Life stops, and I do too, and sometimes back-up doesn’t arrive, so after a while I get up, move the insulation, take tentative steps and walk the grade slowly, with strong deliberation. Slow and careful.

And find some dignity. It’s not a silent movie where you knock over a scaffold and create some chaos. No. That crossed my mind though.

This is actually the opposite of chaos.

And when that last door closes everything is so still.

Throw your gloves off, wash your hands, take the elevator UP.


This is just a natural death. It’s not Covid, it’s just what happens in daily life.

Alan Watts saw himself as rowing a ferry across space to the other side. And he joked that he would always return.

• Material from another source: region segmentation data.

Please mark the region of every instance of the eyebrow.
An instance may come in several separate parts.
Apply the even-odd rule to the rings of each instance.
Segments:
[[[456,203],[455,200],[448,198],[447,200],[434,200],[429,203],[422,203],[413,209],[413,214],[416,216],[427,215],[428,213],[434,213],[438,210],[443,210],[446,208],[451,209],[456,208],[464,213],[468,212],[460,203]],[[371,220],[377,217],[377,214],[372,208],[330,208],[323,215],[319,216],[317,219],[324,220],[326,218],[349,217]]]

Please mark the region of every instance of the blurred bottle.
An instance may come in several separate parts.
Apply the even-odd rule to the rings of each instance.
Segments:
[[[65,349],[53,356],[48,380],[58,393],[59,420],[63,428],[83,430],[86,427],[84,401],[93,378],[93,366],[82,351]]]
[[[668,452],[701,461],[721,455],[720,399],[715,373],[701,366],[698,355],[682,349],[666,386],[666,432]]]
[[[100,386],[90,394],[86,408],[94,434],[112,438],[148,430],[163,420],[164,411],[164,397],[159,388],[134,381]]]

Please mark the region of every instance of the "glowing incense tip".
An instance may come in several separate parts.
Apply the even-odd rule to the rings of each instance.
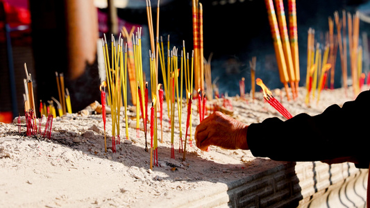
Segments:
[[[24,71],[26,72],[26,78],[27,78],[27,82],[30,80],[29,76],[28,76],[28,71],[27,71],[27,64],[26,64],[26,62],[24,62]]]
[[[103,81],[103,82],[101,83],[101,84],[100,85],[100,86],[99,86],[100,91],[102,91],[102,90],[101,90],[101,89],[102,89],[102,87],[104,87],[104,88],[103,89],[103,91],[104,91],[106,87],[107,87],[107,83],[106,83],[106,81]]]
[[[323,73],[328,71],[328,70],[330,69],[330,68],[331,68],[330,64],[326,64],[325,65],[323,65],[323,69],[322,69]]]
[[[264,85],[264,84],[262,82],[262,80],[261,80],[260,78],[257,78],[255,79],[255,83],[262,87],[263,90],[264,97],[267,98],[267,97],[272,96],[272,93],[271,92],[270,90],[269,90],[269,88],[267,88],[267,87]]]

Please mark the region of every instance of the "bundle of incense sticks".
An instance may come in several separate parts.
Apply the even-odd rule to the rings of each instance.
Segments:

And here we have the basics of our society, dimly lit, somewhat cluttered, but we do our best, to the edge of what we know.

Your grief, not mine

Carry a freight
a grief
a weight
to the track out to the pier

And then, push off from the limestone coast

Pilot past the hidden bay
the fogs, a brig
propelled by only sound now

Another century away
the low thrumming engine
bass vibration
a clanging bell saying
“This and that, this and that”
The rolling wheels
the crowd waving
shouts and whistles of farewell

Can’t take the suitcase you carefully packed
only the books you memorized
grief out of orbit now
looking back
earth, universe does not hold you
holding nothing, holds nothing back

Do you have that letter tucked away?
Do you remember what we said?

The personality,
the lack, the locked hunger
The empty safe-who took the book of you?

Your grief, not mine.

I’ll take it to the pier and let it go
just have time to catch the morning train and, seeing things,
see things just as they are

It’s good, breathing morning air,
the ocean, a warm coat
the lungs expanding, health
and strength again for walking

jk
12/7/2018

***

Tea Table

I have a little tea table. It’s a bit unsteady, in that its frame is slender, the table legs are held in place by twine at four points.

An artist who passed away left it behind years ago. Someone I’d met, but didn’t know. I was allowed take it.

It has limited use, perhaps just decorative, but is versatile: the table top is an independent feature, and so cups and teapot may be carried to bed, a luxury, a comfort.

The artist was a teacher I knew, and was efficient as well as proficient in use of tools and spaces.

Pens, sketchbook, watercolor brush and ink- and phone. Ever present there, no doubt.

I just noticed the table again just now. For no reason I ran my fingertips along the little rail. The table top has handles.

Its dark wood design takes up so little space in the universe.

This table is full of that person’s aesthetic.

I mentioned that name to myself, the previous owner’s, (though in this moment nothing is really owned, but passed hand to hand). With a hand on the table, and just this brief acknowledgement, I suddenly felt connected. Inspired. Healed.

Oh! my tea is ready.

November 22 Again

I’m joining the silence of those who remember 1963.

It was lunchtime, but it wasn’t till the early darkness of late afternoon that everyone in the country and around the world began to grasp the enormity of what had happened.

As a kid I imagined a globe shrouded in the darkness of space that we had just begun to explore.

Eternal flame: still alight?

Who knows?

My friend who was there on the hillside and witnessed the event passed away a few years back.

So that tells me it’s time to let it go.

I’m closing the book. Knowing is not always important, where the unknown is concerned.